I don't like sys.argv[1] being used in a function.  I would rather assign this to a global variable or pass it in.
Attachment #605548 - Flags: review?(jmaher) → review-
Comment on attachment 605548 [details] [diff] [review]
[tools] updateSUT.py and clientproxy.py changes to call it

+def main():
+    if (len(sys.argv) <> 2):

this is a holdover from hal's changing of my code to be more easily testable - we should have fixed it then to pass in to main the appropriate parameters.

+        download_apk()
+        f = open(apkfile, 'rb')

I think this would be better (more robust to errors) if apkfile is returned from download_apk() - then you can use it's value as a sanity check that the file exists before trying to do an open() on it.

+        while tries < 5:
+            try:
+                dm = connect(sleep=90)
+                break
+            except:
+                tries += 1
+                print "WARNING: updateSUT.py: We have tried to connect %s time(s) after trying to update." % tries 
+
+        ver = version(dm)

I would move the "ver = version(dm)" line to inside of the try: block - this will let you use ver as your signal that the reconnect worked and also let you avoid having to error trap/check that dm is valid when calling version()

+def version(dm):
+    ver = dm.sendCMD(['ver']).split("\n")[0]
+    print "INFO: updateSUT.py: We're running %s" % ver
+    return ver

I feel you should wrap the call to dm.sendCMD() in a try block or check that dm is valid before making the call

+def download_apk():
+    url = 'http://build.mozilla.org/talos/mobile/sutAgentAndroid.%s.apk' % target_version
+    print "INFO: updateSUT.py: We're downloading the apk: %s" % url
+    req = urllib2.Request(url)
+    f = urllib2.urlopen(req)
+    local_file = open(apkfile, 'wb')
+    local_file.write(f.read())
+    local_file.close()

since we are writing to disk what we receive from the url call, any html error page would end up being written to the apk filename and we would know what is wrong until someone thinks to look at the contents.

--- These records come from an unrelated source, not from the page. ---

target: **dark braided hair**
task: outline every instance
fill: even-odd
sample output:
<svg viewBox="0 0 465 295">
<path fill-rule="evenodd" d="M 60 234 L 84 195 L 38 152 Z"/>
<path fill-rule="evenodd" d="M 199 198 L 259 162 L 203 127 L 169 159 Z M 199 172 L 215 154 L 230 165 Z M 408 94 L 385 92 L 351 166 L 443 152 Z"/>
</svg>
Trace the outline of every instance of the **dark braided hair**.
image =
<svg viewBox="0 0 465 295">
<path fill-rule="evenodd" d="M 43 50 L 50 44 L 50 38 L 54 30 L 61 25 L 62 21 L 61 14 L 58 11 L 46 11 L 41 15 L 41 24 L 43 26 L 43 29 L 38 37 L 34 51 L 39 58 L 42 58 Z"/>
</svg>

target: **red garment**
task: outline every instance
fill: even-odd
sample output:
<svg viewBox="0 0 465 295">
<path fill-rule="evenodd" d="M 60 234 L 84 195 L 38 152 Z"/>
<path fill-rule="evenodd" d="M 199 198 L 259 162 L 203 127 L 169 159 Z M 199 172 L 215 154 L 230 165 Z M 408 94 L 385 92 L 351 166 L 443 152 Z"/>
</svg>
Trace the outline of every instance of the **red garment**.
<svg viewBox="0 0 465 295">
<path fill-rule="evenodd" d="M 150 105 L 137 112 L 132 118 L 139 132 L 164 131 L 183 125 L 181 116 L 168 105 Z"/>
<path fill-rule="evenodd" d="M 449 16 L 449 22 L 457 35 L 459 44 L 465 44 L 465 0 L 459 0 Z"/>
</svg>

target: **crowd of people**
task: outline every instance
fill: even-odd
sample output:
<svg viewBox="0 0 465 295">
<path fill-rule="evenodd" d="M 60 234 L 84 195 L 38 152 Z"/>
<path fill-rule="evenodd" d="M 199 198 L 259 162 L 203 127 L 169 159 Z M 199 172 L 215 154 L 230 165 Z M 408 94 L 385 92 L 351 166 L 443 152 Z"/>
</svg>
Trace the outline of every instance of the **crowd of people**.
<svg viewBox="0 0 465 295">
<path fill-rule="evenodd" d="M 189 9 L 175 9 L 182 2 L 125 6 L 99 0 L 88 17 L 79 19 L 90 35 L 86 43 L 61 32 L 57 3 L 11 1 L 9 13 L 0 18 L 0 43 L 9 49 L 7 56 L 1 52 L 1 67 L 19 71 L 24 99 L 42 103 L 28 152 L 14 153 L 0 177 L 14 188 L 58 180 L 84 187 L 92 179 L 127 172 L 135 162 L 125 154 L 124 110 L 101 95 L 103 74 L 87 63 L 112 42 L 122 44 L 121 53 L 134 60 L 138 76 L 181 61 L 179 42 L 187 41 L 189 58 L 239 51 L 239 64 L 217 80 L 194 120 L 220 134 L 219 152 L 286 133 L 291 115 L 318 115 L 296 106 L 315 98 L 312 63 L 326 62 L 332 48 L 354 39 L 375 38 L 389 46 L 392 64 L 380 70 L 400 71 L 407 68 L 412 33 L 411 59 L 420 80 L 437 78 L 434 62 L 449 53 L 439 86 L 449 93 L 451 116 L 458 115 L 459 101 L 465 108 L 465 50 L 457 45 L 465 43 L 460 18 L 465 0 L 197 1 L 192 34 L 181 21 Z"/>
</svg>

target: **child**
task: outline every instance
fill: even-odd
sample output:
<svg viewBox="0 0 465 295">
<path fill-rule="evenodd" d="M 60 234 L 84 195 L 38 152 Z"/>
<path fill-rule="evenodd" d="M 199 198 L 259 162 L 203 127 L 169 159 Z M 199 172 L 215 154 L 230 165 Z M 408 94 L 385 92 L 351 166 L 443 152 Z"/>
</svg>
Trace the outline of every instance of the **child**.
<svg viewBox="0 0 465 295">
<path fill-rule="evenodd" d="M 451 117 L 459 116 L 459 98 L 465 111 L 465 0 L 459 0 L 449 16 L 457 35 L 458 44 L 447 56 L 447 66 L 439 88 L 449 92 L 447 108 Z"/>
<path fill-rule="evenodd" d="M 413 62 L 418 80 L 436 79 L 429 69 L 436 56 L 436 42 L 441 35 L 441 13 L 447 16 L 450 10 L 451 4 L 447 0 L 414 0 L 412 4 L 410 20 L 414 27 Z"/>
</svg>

check the return of urllib2.urlopen() for a status code and ensure it's 200 at least before writing to the file.

other than the nits above this looks really good - your getting the hang of this \o/
Attachment #605548 - Flags: review?(bear) → review-
Attachment #605549 - Flags: review?(bear) → review+
(In reply to Mike Taylor [:bear] from comment #15)
> +def version(dm):
> +    ver = dm.sendCMD(['ver']).split("\n")[0]
> +    print "INFO: updateSUT.py: We're running %s" % ver
> +    return ver
> 
> I feel you should wrap the call to dm.sendCMD() in a try block or check that
> dm is valid before making the call

We don't do that for the other dm.sendCMD() calls we do.
I have seen that sendCMD() will throw an exception if dm is not valid.
I filed a separate bug for dm to indicate that it did not initialize correctly (see bug 735451).
The output shows that the script after the 4th attempt will manage to get the slave back.

I have also run the script against boards that were already upgraded.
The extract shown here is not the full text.